Refactor events
manuelstein opened this issue · 2 comments
We currently use our own internal message format and we're passing events through a local message bus (Java/Thrift queue implementation). CloudEvents provides a common event format and SDKs that support various transport bindings.
The suggestion is to refactor our eventing layer to use CloudEvents and its transport SDKs to pass messages between workers.
Discussion topics:
- encoding/decoding speed of CloudEvents SDK vs. our custom json parsing (in Java & Python)
- which choice of encoding between function workers? (python currently only supports json encoding)

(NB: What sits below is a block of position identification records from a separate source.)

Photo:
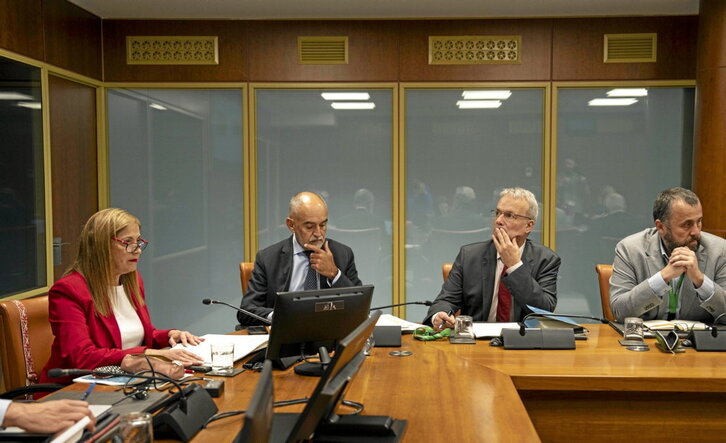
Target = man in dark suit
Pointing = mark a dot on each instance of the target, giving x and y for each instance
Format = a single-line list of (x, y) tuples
[(494, 280), (306, 260)]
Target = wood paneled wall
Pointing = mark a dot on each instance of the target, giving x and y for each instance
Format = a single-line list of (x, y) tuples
[(397, 50), (53, 31)]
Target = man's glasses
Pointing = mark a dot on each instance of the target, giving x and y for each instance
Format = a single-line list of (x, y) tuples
[(131, 247), (508, 215)]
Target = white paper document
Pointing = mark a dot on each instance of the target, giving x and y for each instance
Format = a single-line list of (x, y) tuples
[(392, 320), (489, 330), (244, 345)]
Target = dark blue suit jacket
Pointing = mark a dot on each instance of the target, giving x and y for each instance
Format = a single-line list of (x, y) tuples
[(273, 270)]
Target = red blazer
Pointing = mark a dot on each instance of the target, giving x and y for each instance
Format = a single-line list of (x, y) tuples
[(84, 339)]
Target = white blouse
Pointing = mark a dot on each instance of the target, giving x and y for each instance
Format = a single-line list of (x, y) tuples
[(129, 323)]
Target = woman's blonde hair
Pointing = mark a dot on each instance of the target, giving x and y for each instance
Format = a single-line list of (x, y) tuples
[(94, 258)]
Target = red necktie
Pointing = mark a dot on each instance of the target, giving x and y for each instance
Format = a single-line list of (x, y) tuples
[(504, 300)]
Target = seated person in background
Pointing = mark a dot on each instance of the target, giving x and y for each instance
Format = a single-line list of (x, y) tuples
[(46, 417), (306, 260), (97, 310), (494, 280), (672, 270)]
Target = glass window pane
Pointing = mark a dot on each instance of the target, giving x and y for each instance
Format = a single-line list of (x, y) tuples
[(457, 161), (22, 194), (612, 162), (175, 161), (345, 155)]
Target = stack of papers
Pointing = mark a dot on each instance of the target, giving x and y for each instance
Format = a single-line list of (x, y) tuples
[(244, 345), (392, 320)]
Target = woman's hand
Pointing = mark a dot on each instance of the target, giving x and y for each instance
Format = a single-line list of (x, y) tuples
[(184, 337), (187, 358)]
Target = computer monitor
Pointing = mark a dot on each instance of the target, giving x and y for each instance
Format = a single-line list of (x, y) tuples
[(306, 320), (334, 382), (257, 425)]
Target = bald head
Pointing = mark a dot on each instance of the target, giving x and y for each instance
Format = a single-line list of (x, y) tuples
[(308, 218)]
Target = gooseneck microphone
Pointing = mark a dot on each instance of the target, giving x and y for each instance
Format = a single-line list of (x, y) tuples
[(208, 301), (522, 326), (425, 303)]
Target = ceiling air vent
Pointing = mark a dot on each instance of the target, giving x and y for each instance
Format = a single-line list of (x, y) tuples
[(316, 50), (630, 48)]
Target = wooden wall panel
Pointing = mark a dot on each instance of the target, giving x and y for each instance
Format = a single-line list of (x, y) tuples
[(21, 27), (372, 51), (233, 55), (72, 38), (73, 162), (577, 48), (535, 65)]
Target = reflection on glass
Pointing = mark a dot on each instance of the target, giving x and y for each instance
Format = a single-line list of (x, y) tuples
[(303, 143), (612, 162), (175, 161), (457, 161), (22, 196)]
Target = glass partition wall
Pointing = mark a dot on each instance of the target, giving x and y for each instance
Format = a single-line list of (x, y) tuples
[(617, 148), (338, 143), (462, 146), (175, 161)]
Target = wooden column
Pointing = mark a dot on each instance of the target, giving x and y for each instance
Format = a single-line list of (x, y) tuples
[(709, 163)]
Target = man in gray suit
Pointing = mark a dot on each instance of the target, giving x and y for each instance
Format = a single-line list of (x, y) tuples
[(305, 260), (494, 280), (672, 270)]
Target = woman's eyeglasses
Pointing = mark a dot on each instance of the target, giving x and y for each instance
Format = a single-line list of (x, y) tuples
[(131, 247)]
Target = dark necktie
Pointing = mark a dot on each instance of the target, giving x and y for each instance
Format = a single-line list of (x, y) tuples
[(311, 279), (504, 299)]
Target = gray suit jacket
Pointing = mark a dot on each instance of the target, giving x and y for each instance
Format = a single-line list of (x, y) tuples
[(470, 286), (638, 257), (273, 270)]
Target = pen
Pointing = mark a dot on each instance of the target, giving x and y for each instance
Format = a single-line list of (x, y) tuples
[(88, 391)]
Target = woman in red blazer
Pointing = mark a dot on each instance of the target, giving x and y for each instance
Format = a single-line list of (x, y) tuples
[(97, 310)]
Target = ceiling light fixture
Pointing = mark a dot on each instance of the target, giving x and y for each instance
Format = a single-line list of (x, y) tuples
[(332, 96), (478, 104), (612, 101), (486, 95), (628, 92), (353, 105)]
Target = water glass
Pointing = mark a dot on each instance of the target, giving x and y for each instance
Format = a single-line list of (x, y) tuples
[(223, 357), (136, 427), (633, 329)]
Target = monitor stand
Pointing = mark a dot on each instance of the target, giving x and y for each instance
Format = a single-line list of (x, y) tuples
[(315, 369)]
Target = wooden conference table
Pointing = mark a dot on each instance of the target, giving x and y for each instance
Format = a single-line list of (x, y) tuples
[(460, 393)]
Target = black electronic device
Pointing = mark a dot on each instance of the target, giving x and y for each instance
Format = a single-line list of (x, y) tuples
[(305, 321), (319, 420)]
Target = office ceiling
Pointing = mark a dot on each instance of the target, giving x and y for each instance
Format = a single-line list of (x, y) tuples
[(386, 9)]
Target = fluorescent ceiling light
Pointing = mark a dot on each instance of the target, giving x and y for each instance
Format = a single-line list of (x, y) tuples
[(486, 95), (14, 96), (29, 105), (612, 101), (330, 96), (629, 92), (353, 105), (478, 104)]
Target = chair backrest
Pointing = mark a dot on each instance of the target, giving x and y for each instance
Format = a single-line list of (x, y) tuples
[(24, 322), (445, 269), (245, 273), (603, 278)]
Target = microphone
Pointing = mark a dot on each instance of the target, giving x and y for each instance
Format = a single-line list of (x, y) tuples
[(207, 301), (553, 315), (425, 303), (181, 420)]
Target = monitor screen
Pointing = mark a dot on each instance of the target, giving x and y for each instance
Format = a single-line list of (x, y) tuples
[(257, 426), (306, 320), (332, 385)]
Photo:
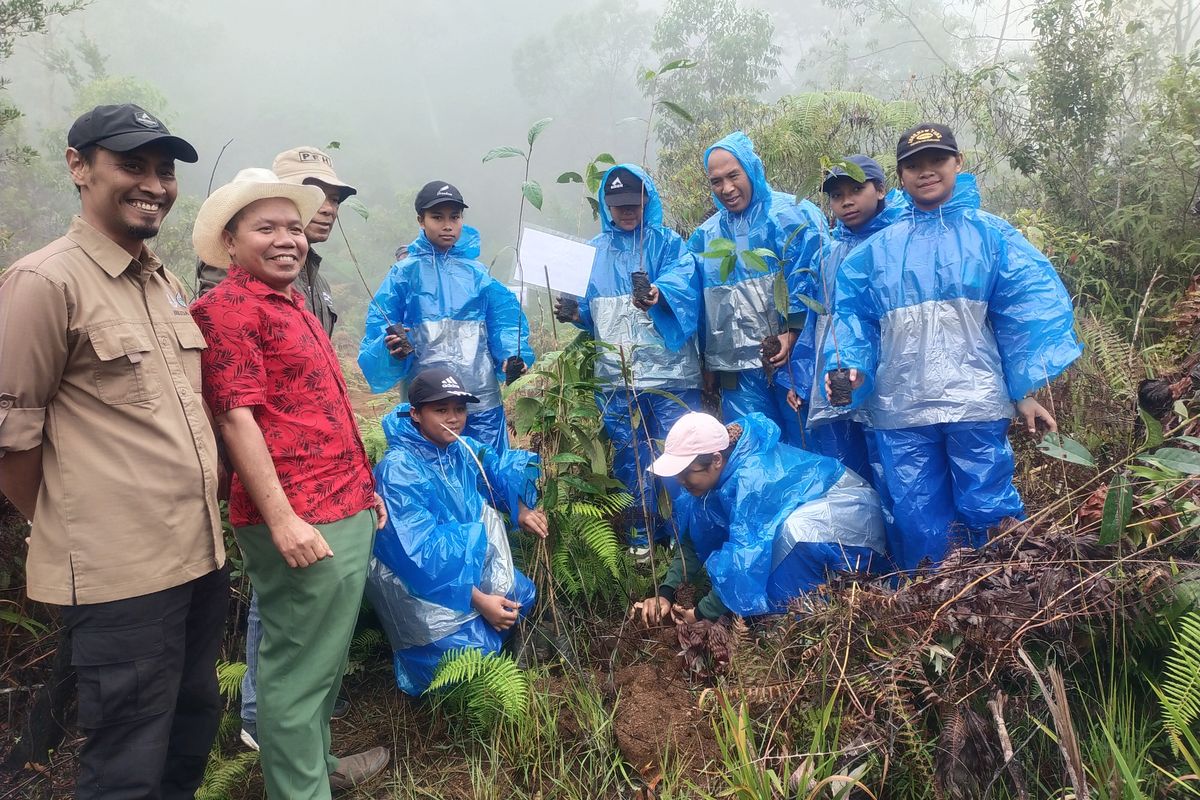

- which transport between function workers
- integrate with Knative Eventing?
- mapping to CloudEvents (typing of workflow-internal and external events)
Workers are currently written in the function's language, so we'd need respective SDK support for whatever choice is made on encoding and transport. The respective SDK's performance on serializing/deserializing CloudEvents affects the workflow performance.
- On the bright side, typed events allow interoperability with other platforms, e.g. users can easier develop functions that consume or produce known event types.
- Using CloudEvents means the transport and binding can be adapted to use other messaging subsystems where applicable
Thanks for writing this up! Good summary of discussion topics.
Just a small correction: The function workers are actually written in one language (python), which listen to the local message bus, deserialize the messages, initialize the necessary data structure(s) and invoke the user code. Afterwards, it is again the python code that does the serialization of the output, do other chores (e.g., backups) and publish it to the message bus. The Java functions are handled by having a dedicated worker, but that dedicated worker only accepts the input to the function (i.e., no metadata) and sets up the corresponding API object (that would communicate with its corresponding part in python for API calls).
Of course, the above can be changed if we plan to undertake having different workers with different languages, but that comes with its own problems of maintaining the workers and keeping them functionality-wise equal. Having a single worker that handles the main logic (and language-specific helpers) makes that maintenance easier.
In that sense, at this point, the python SDK for CloudEvents and its performance would be more critical than the other languages.
IMHO it's much better this way (messaging, state logic, progress log, backups handled by one implementation in a single language only).